According to the Monthly Economic Update and Outlook for November 2025, sugarcane production for the year is expected to increase slightly by 0.6 percent, reaching 84.74 million tonnes, despite the challenges posed by earlier floods. However, other key crops are projected to see notable declines. Cotton output is estimated at 6.85 million bales, down 3.3 percent from last year’s 7.08 million bales, reflecting pest pressure, weather disturbances, and shifts in cultivation patterns.
Rice production is forecast to fall by 3.2 percent to 9.41 million tonnes, compared to 9.72 million tonnes last year, while maize output is expected to decline by 6.7 percent, reaching 8.43 million tonnes. These crop reductions highlight the persistent vulnerabilities in Pakistan’s agriculture sector, including water shortages, rising input costs, and climate-related disruptions.
In contrast, some minor crops have shown notable improvements. Mung bean production is projected to increase by 14.9 percent, reaching 150.8 thousand tonnes, driven by higher cultivation and favourable weather. Chillies production is also set to rise slightly by 0.5 percent, coming in at 114.4 thousand tonnes. These gains offer partial relief, though they are insufficient to offset the decline in major food and fibre crops.
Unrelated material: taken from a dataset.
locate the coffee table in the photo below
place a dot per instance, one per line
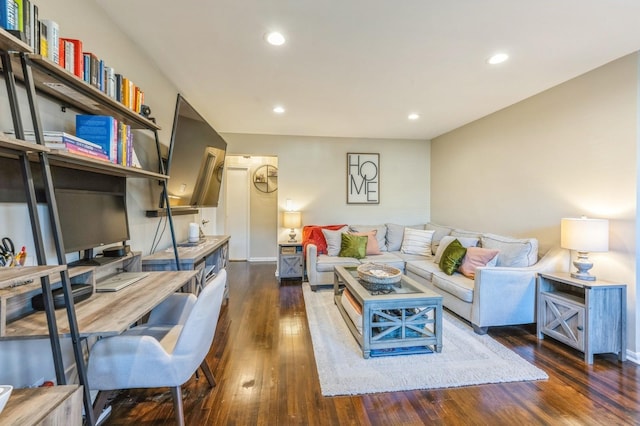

Looking ahead, the FCA has set an ambitious wheat production target of 29.68 million tonnes for the Rabi 2025–26 season, to be cultivated over 9.65 million hectares. The report notes that the target is based on a “satisfactory input situation,” including adequate availability of seed, fertiliser, and pesticides. Wheat remains Pakistan’s most critical crop for food security, and meeting this target will require close monitoring of irrigation flows, weather conditions, and farmer access to inputs.
Agriculture financing trends have been encouraging. During July–October FY2026, agricultural credit disbursement rose by 18.6 percent, reaching Rs845.3 billion, compared to Rs712.8 billion last year. This uptick reflects improved credit absorption capacity among farmers and greater willingness among banks to support crop and livestock activities.
Imports of agricultural machinery and implements also grew by 23.5 percent, totalling $49.3 million during the period. The rise indicates stronger mechanisation trends, which, if sustained, could boost productivity and help farmers cope with labour shortages and climate-related challenges.
Despite these positive developments in inputs and mechanisation, the overall mixed crop outlook underscores the need for deeper reforms in water management, research, extension services, and climate resilience. With major staples facing downward pressure, agricultural performance in FY2026 will hinge on the wheat harvest and continued progress in sectoral support measures.